The complaint also alleged that the company illegally misrepresented to its investors that it had factored the cost of complying with carbon regulations into its financial planning and investment decisions, when internal documents show that it had not, Healey said.

“This deception misled Massachusetts investors by inflating the value of the company’s portfolio of oil and gas projects around the world,” she said.

The company has also misled state drivers by advertising that its gas and diesel products, sold under the name “Synergy,” and its “green” Mobil 1 oil products, reduce greenhouse gas emissions, the complaint alleged.

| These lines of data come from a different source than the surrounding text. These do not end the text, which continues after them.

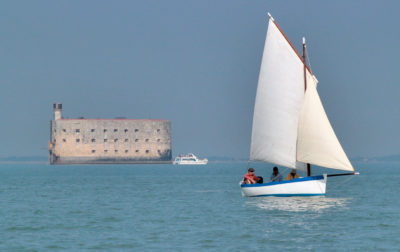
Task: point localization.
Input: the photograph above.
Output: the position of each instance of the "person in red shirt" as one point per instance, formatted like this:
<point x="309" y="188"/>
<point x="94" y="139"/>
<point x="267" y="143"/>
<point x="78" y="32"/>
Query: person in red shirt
<point x="251" y="178"/>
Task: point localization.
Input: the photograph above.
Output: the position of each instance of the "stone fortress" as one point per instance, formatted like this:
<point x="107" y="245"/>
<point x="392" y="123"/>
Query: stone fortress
<point x="108" y="141"/>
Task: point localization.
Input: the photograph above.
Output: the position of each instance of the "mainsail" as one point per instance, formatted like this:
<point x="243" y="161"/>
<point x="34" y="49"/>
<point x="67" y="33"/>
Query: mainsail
<point x="288" y="125"/>
<point x="316" y="141"/>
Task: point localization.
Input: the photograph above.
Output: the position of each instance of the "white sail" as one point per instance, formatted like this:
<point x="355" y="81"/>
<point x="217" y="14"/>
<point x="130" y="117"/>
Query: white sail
<point x="279" y="97"/>
<point x="317" y="143"/>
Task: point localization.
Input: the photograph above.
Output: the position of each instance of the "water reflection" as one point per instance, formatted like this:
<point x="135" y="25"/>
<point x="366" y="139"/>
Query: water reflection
<point x="298" y="204"/>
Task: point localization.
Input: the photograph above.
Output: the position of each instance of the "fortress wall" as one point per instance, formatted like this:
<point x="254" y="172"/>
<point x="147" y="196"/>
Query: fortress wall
<point x="110" y="141"/>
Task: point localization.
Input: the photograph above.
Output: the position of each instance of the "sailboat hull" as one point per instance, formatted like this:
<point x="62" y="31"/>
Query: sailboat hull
<point x="308" y="186"/>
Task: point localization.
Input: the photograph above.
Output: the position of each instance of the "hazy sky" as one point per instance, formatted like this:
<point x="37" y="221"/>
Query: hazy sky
<point x="195" y="63"/>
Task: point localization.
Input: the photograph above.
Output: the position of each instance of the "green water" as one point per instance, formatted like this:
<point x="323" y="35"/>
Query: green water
<point x="191" y="208"/>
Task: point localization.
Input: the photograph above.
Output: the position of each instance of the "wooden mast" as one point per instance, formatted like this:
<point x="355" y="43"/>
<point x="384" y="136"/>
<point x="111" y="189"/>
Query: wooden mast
<point x="305" y="88"/>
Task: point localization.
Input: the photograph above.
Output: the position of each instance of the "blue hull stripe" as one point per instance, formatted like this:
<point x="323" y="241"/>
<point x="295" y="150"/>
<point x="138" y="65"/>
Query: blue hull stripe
<point x="319" y="177"/>
<point x="289" y="195"/>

Such advertising violates state law through a deceptive “greenwashing” marketing campaign, when the company actually spent less than 1 percent of its revenues on developing clean energy, Healey said.

In March 2016, Healey issued a “civil investigative demand” seeking information under state consumer protection law, arguing ExxonMobil may have deceived Massachusetts consumers and investors. In response, the company sued Healey in federal and state courts.

In January 2017, Suffolk Superior Court Judge Heidi Brieger dismissed the lawsuit and ordered the company to comply with Healey’s order. In March 2018, a federal district court judge in New York also dismissed ExxonMobil’s federal lawsuit.

In April 2018, the Massachusetts Supreme Judicial Court dismissed a bid by ExxonMobil to stop Healey from investigating. Healey said at the time ExxonMobil should “come forward with the truth.”